Changed 17 months ago by dentizm

This is a great inspiring article.I am pretty much pleased with your good work.mantolama,
dış cephe mantolama,mantolama malzemeleri,yalıtım,ısı yalıtımı,çatı,
çatı tadilatı,izolasyon,mantolama fiyatları,ısı yalıtım malzemeleri, You put really very helpful information. best regards.

Changed 9 months ago by shadlaws

  • status changed from assigned to closed
  • resolution set to fixed

Seems to have been resolved long ago - closing.

Changed 4 months ago by madona2014

Howdy I am so excited I found your webpage, I really found you by accident, while I was searching on Yahoo for something else, Nonetheless I am here now and would just like to say thanks for a remarkable post and a all round entertaining blog (I also love the theme/design), I don’t have time to read through it all at the moment but I have bookmarked it and also added your RSS feeds, so when I have time I will be back to read a great deal more, Please do keep up the excellent job. العاب بنات

Changed 3 months ago by sabaya

Hey, you used to write fantastic, but the last several posts have been kinda boring… I miss your tremendous writings.
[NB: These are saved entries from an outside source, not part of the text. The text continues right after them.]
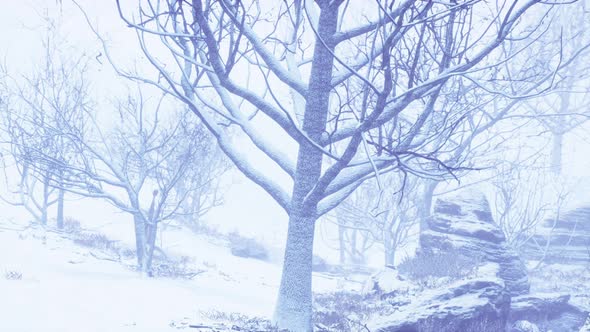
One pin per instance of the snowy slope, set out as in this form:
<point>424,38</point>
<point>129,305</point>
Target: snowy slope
<point>66,287</point>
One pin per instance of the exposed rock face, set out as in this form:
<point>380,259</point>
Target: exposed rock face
<point>464,222</point>
<point>466,305</point>
<point>567,239</point>
<point>552,311</point>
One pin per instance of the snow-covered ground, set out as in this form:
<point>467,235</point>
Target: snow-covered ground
<point>67,287</point>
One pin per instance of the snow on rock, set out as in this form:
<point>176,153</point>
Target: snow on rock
<point>562,240</point>
<point>524,326</point>
<point>463,222</point>
<point>553,311</point>
<point>586,327</point>
<point>385,283</point>
<point>480,304</point>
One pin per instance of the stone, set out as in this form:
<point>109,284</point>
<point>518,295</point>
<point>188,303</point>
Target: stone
<point>480,304</point>
<point>549,310</point>
<point>564,240</point>
<point>463,222</point>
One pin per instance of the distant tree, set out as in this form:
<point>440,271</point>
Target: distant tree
<point>139,165</point>
<point>366,78</point>
<point>34,106</point>
<point>371,215</point>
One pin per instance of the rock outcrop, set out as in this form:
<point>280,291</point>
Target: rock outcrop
<point>553,312</point>
<point>562,240</point>
<point>480,304</point>
<point>463,222</point>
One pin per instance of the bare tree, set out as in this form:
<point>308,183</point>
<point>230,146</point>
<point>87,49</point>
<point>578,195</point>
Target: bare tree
<point>49,98</point>
<point>371,89</point>
<point>370,216</point>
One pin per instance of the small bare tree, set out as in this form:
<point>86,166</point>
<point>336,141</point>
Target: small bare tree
<point>51,97</point>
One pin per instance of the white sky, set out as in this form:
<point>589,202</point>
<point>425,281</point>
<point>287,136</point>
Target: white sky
<point>247,208</point>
Past few posts are just a little bit out of track! come on! العاب تلبيس

Changed 3 months ago by lizasmith

Your post is so interesting and informative. I got a lot of useful and significant information. Thank you so much. http://www.exam-collections.com/1Y0-350-vce.html - http://www.exam-collections.com/74-335-vce.html

Changed 3 months ago by maskodok


Thanks for such a great article here. I was searching for something like this for quite a long time and at last I’ve found it on your blog. It was definitely interesting for me to I read about web applications and their market situation nowadays. thanks one more time and keep posting such nice ones in the nearest future too.

Mobil Sedan Corolla | Mobil Sedan Corolla | IDRpoker.com Agen Texas Poker Online Indonesia Terpercaya | Cipto Junaedy

Note: See TracTickets for help on using tickets.